O exercício da capoeira evidentemente aumenta o trânsito de influxos pelas vias de conexões intraencefálicas e logicamente melhora as funções do cérebro como um todo, vez quefacilitando a transmissão de informações como efeito do treinamento a capoeira melhora obviamente o rendimento cerebral.
A observação dos treinamentos nos ensina que a repetição freqüente dos gestos facilita da execução dos movimentos, tornando-os ágeis, leves e elegantes, aumentando a velocidade da resposta reflexa e da execução do movimento propriamente dito.
Um fenômeno corriqueiro e que freqüentemente passa desapercebido, de modo semelhante ao amaciamento dos motores, que no inicio é meio emperrado e subitamente alcança o rendimento pleno.
A capoeira transforma-se assim num instrumento de aperfeiçoamento das funções cerebrais que fazem do Homem a mais bela criação de Deus em nosso mundo animal!

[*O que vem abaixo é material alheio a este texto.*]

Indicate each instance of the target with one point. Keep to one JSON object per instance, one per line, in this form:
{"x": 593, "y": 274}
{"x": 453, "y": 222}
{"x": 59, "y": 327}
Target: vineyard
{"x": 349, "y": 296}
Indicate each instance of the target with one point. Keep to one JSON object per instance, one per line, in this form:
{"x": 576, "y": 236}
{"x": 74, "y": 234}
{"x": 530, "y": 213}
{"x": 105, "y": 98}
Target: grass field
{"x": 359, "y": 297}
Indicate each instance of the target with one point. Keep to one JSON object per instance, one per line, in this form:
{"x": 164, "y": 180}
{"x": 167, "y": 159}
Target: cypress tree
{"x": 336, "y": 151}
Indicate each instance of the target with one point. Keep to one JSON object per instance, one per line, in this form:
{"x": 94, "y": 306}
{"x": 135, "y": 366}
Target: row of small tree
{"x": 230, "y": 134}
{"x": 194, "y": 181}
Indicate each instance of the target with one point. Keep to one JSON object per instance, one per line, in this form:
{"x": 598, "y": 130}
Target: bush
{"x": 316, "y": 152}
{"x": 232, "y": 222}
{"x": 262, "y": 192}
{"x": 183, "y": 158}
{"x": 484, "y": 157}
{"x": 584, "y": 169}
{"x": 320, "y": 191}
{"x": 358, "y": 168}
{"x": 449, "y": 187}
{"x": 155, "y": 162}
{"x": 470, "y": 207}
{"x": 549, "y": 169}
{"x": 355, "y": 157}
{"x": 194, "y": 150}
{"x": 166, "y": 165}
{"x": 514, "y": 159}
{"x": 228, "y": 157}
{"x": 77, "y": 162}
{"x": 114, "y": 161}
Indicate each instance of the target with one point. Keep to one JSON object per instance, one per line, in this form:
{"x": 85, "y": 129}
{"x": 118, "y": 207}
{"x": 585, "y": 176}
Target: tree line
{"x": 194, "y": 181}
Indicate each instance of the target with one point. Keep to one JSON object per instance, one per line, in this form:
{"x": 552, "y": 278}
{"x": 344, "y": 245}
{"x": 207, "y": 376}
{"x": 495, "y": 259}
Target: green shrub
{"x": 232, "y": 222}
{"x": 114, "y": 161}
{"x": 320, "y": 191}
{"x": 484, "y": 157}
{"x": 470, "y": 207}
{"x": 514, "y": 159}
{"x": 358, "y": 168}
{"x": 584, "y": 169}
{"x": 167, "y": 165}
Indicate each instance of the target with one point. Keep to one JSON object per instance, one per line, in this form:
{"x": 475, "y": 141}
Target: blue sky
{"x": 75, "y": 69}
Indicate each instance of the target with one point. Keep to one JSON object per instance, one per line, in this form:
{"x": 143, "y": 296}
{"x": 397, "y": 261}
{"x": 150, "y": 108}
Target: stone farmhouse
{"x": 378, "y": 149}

"Num mundo que Deus queria que fosse belo !"
diria nosso Mestre Pastinha…

As considerações acima comprovam sobejamente as vantagens do uso do jogo de capoeira no tratamento dos excepcionais, podendo se estender ao preparo físico dos pilotos para melhor acompanhamento dos enormes e complexos painéis de controle dos modernos aviões, como preconiza o Ten. Esdra Magalhães , "Mestre Damião", aeronauta por conveniência e capoeirista por vocação…
Aliás, durante a segunda grande guerra mundial, os pilotos dos aviões "North America" sediados na Base Aérea de Salvador usaram a prática da regional como terapia contra o estresse e recuperação física.
Nesta ocasião auxiliei, como contra-mestre do nosso Mestre Bimba, o treinamento dos aviadores brasileiros que patrulhavam o nosso litoral, no terraço do Edífício Oceania, onde se hospedavam.